To learn more, don’t delay in contacting us online or calling us at 864-523-6928 today.
Preliminary Hearing FAQs
What is a preliminary hearing?
A preliminary hearing is an early hearing at which a magistrate will determine if there was enough probable cause to charge you with the crime levied against you in the first place and, therefore, enough to proceed to the grand jury. It is your legal right to have a preliminary hearing, and it allows your defense attorney the opportunity to get a better feel for the prosecution’s case against you, in addition to allowing other potential benefits.
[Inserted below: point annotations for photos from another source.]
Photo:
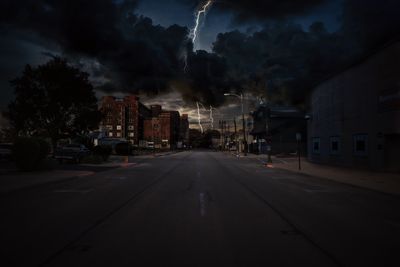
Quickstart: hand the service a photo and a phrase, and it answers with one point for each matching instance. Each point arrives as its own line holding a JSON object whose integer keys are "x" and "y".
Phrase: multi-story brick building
{"x": 124, "y": 117}
{"x": 184, "y": 129}
{"x": 128, "y": 118}
{"x": 163, "y": 128}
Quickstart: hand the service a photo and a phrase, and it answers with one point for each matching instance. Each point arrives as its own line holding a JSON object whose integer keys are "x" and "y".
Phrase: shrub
{"x": 102, "y": 150}
{"x": 30, "y": 153}
{"x": 123, "y": 149}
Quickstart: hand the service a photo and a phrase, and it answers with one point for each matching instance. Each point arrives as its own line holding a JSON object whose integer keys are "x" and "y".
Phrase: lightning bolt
{"x": 199, "y": 117}
{"x": 202, "y": 11}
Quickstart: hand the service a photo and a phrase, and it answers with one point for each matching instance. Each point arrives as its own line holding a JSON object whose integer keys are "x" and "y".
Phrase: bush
{"x": 123, "y": 149}
{"x": 102, "y": 150}
{"x": 30, "y": 153}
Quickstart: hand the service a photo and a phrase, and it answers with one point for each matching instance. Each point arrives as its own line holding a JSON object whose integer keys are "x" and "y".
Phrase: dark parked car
{"x": 71, "y": 152}
{"x": 6, "y": 151}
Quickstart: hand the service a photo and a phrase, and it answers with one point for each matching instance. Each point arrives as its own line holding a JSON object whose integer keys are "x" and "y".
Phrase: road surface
{"x": 199, "y": 209}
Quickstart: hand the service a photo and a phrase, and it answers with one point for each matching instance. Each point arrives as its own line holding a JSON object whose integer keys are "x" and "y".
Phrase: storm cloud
{"x": 126, "y": 52}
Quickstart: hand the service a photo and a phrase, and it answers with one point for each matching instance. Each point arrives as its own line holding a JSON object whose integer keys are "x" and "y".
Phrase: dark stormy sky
{"x": 264, "y": 48}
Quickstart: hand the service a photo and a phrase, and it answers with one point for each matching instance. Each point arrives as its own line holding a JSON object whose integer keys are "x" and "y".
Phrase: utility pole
{"x": 236, "y": 137}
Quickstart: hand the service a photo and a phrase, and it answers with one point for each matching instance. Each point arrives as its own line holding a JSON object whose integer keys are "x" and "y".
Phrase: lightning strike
{"x": 194, "y": 32}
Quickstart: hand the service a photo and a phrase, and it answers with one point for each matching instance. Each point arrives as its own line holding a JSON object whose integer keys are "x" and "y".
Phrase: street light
{"x": 244, "y": 124}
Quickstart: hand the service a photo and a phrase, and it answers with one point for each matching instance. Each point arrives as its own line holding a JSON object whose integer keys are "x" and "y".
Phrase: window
{"x": 335, "y": 145}
{"x": 316, "y": 142}
{"x": 360, "y": 144}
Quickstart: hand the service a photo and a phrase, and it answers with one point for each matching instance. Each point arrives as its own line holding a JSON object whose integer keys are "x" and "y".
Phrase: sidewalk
{"x": 18, "y": 180}
{"x": 378, "y": 181}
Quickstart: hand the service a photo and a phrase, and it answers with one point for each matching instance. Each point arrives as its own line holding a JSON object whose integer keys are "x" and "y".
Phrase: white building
{"x": 355, "y": 116}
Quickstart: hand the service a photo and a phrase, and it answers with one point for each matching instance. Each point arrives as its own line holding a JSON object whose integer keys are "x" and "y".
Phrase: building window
{"x": 360, "y": 144}
{"x": 316, "y": 143}
{"x": 334, "y": 145}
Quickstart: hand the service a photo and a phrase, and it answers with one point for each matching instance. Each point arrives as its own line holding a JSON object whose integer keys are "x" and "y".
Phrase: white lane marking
{"x": 202, "y": 200}
{"x": 73, "y": 191}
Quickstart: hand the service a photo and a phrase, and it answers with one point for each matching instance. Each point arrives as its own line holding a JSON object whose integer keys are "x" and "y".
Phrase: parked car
{"x": 71, "y": 152}
{"x": 6, "y": 151}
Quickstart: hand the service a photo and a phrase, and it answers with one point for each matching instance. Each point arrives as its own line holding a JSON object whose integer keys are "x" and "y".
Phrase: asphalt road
{"x": 199, "y": 209}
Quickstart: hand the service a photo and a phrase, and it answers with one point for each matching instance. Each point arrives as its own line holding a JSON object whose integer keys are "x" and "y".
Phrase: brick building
{"x": 355, "y": 115}
{"x": 163, "y": 128}
{"x": 124, "y": 117}
{"x": 127, "y": 118}
{"x": 184, "y": 129}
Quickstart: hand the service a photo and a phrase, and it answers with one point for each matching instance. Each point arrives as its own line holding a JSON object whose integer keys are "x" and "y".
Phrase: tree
{"x": 54, "y": 100}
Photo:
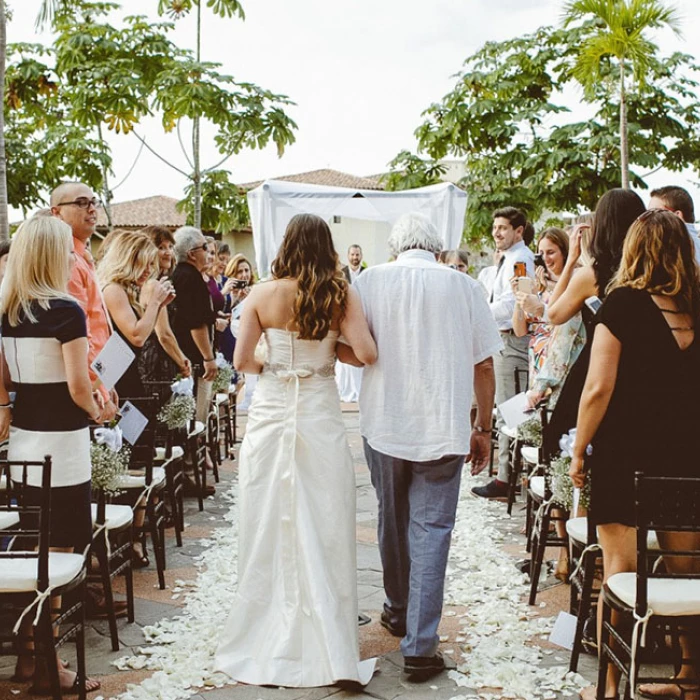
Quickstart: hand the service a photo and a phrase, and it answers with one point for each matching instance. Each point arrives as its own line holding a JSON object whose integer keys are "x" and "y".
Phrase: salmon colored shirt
{"x": 85, "y": 289}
What happens at the preliminary hearing?
A magistrate will preside over your preliminary hearing, and the prosecution will call a witness or witnesses – typically the arresting officers – to testify in relation to probable cause in your case. Your attorney will have the opportunity to cross-examine the witnesses, which can provide your counsel with a deeper understanding of your case and with a better position from which to begin strategizing your defense.
What is a probable cause?
Probable cause is a requirement afforded by the Fourth Amendment. Before you can be arrested and charged with a crime, the arresting officer must have probable cause for doing so, which amounts to protection against unreasonable arrests, warrants, searches, or seizures. Probable cause can usually be established when there are reasonable grounds for believing that a crime was committed. Because the legal bar for probable cause is low, there is generally enough probable cause to proceed with a grand jury hearing.